GPT-5.5-Cyber
OpenAI Launches GPT-5.5-Cyber With Restricted Access After Criticizing Anthropic
OpenAI is rolling out GPT‑5.5‑Cyber to a select group of 'critical cyber defenders,' the same restricted‑access playbook Sam Altman called 'fear‑based marketing' when Anthropic used it for Mythos. UK government benchmarks show the model may be the most capable yet tested.
OpenAI's Cybersecurity Model Goes Behind a Gate
OpenAI is preparing to launch GPT‑5.5-Cyber, a specialized frontier model built for cybersecurity work — and it will not be available to the general public. CEO Sam Altman said on X that the model will roll out "to critical cyber defenders" in the next few days, with OpenAI working with the U.S. government and the broader ecosystem to figure out trusted access.
The model, a specialized version of the recently released GPT‑5.5, can perform penetration testing, vulnerability identification and exploitation, and malware reverse engineering, according to TechCrunch. OpenAI has set up an application on its website where people submit information about their credentials and planned use to gain access.
The Hypocrisy Angle: Altman Called This 'Fear‑Based Marketing'
Here is the part that stings. When Anthropic similarly restricted access to its Mythos cybersecurity model, Sam Altman called the tactic "fear‑based marketing," per TechCrunch. Some critics agreed at the time, saying Anthropic's rhetoric about Mythos being too dangerous for public release was overblown.
Now OpenAI is deploying the exact same playbook. The company says it is working to make Cyber more widely available by consulting with the U.S. government and identifying users with legitimate cybersecurity credentials — language that mirrors what Anthropic said about Mythos. The irony was not lost on observers: TechCrunch noted that an unauthorized group reportedly managed to gain access to Mythos anyway, raising questions about whether restricted access actually works.
AISI Benchmarks: GPT‑5.5 May Be the Strongest Model Yet Tested
The UK's AI Security Institute (AISI) evaluated an early checkpoint of GPT‑5.5 on its suite of 95 narrow cyber tasks across four difficulty tiers. The results are striking: on Expert‑level tasks, GPT‑5.5 achieves an average pass rate of 71.4% (±8.0%), compared to 68.6% (±8.7%) for Mythos Preview, 52.4% (±9.8%) for GPT‑5.4, and 48.6% (±10.0%) for Opus 4.7, per the AISI evaluation.
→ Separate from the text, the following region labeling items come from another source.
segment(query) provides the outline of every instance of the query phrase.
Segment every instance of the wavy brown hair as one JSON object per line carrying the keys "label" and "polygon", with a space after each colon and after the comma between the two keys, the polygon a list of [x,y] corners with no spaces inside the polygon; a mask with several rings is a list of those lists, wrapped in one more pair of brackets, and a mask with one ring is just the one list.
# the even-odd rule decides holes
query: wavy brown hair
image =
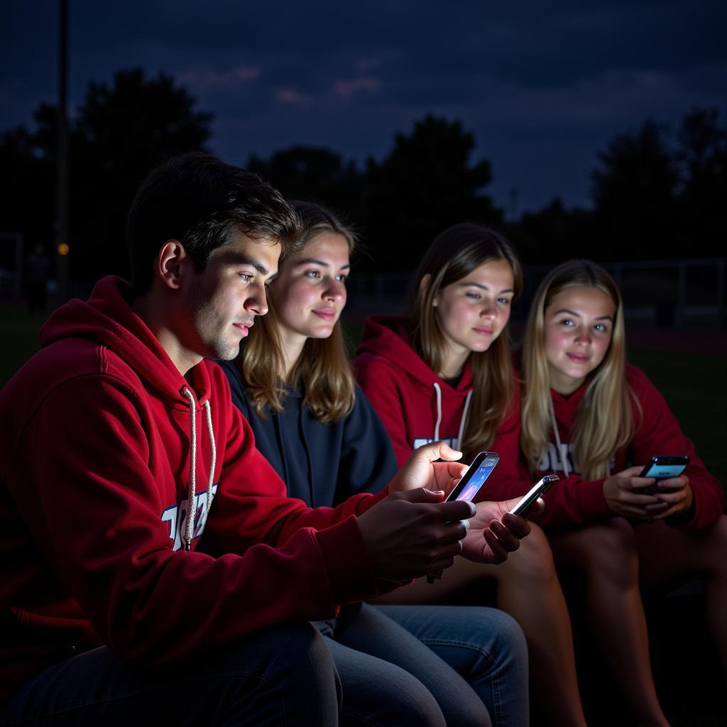
{"label": "wavy brown hair", "polygon": [[[414,277],[412,343],[414,350],[435,373],[442,369],[446,343],[435,313],[435,297],[443,288],[494,260],[509,263],[513,270],[513,300],[517,298],[523,288],[520,260],[510,241],[494,230],[470,222],[454,225],[437,236],[425,253]],[[422,284],[427,276],[429,278]],[[489,447],[510,410],[513,386],[509,331],[505,326],[486,351],[470,354],[472,403],[459,443],[466,454]]]}
{"label": "wavy brown hair", "polygon": [[[355,232],[332,212],[313,202],[293,201],[291,204],[303,225],[297,254],[302,254],[305,245],[323,232],[340,235],[348,244],[349,253],[353,252]],[[281,265],[292,265],[294,260],[292,256]],[[313,416],[324,424],[337,422],[350,412],[356,398],[356,382],[340,319],[336,321],[328,338],[308,339],[286,381],[282,341],[275,310],[275,288],[273,281],[268,293],[268,312],[250,329],[237,358],[250,403],[256,414],[264,418],[270,409],[282,411],[287,385],[300,385],[304,391],[304,403]]]}
{"label": "wavy brown hair", "polygon": [[534,473],[553,426],[545,356],[545,310],[556,295],[575,287],[603,291],[616,307],[611,343],[603,360],[588,375],[587,388],[578,405],[572,442],[581,476],[595,480],[611,474],[611,457],[630,441],[632,407],[636,400],[626,382],[626,332],[621,294],[614,278],[590,260],[569,260],[556,266],[535,293],[523,345],[525,383],[521,449]]}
"On this measure, GPT‑5.5 may be the strongest model we have tested," the AISI wrote. This suggests that the leap in cyber capabilities is not specific to one model or one company — it is a broader trend across frontier AI development.
The Last Ones: Both Models Can Complete Full Network Attacks
AISI also tested models on "The Last Ones" (TLO), a 32‑step corporate network attack simulation built with SpecterOps. The simulation spans four subnets and roughly 20 hosts, modeling the kill chain of an enterprise intrusion — from reconnaissance through credential theft, lateral movement across Active Directory forests, a CI/CD supply‑chain pivot, and finally exfiltration of a protected internal database. AISI estimates a human expert would need around 20 hours to complete the full chain.
According to the AISI, GPT‑5.5 completed TLO end‑to‑end in 2 of 10 attempts, making it the second model to do so. Mythos Preview, the first, solved it in 3 of 10 attempts. Both results were obtained at a 100M‑token budget per attempt. Performance on TLO continues to scale with inference compute, and AISI has not yet observed a plateau.
A Growing Pattern of Restricted‑Access AI Models
The staggered rollout of GPT‑5.5-Cyber is part of a growing trend in the AI industry. OpenAI has previously restricted releases of cybersecurity‑focused models, as well as its life sciences model GPT‑Rosalind, The Verge reported. Anthropic followed the same playbook with Mythos, though it bungled the secure release in embarrassing ways.
The White House has taken a keen interest in Mythos' rollout, The Verge noted, and has recently opposed plans to expand access further. This creates a complex regulatory environment where AI companies are simultaneously competing to release the most capable models while restricting who can use them — and the rules about who qualifies as a "trusted" user remain unclear.
What This Means for Builders
For developers building security tools, the dual release of GPT‑5.5-Cyber and Claude Security marks a turning point. AI‑powered vulnerability scanning is moving from experimental to production‑grade, but access remains gated. Builders who qualify as "cyber defenders" can apply through OpenAI's application for Cyber access, while Claude Security is now available to Claude Enterprise customers.
The competitive dynamics also matter. With both OpenAI and Anthropic offering restricted cybersecurity models, builders may need to navigate multiple access programs and compliance requirements. The AISI data showing that performance continues to scale with inference compute suggests that the security capabilities of these models will only increase — making the question of who gets access, and who decides, more urgent with each model generation.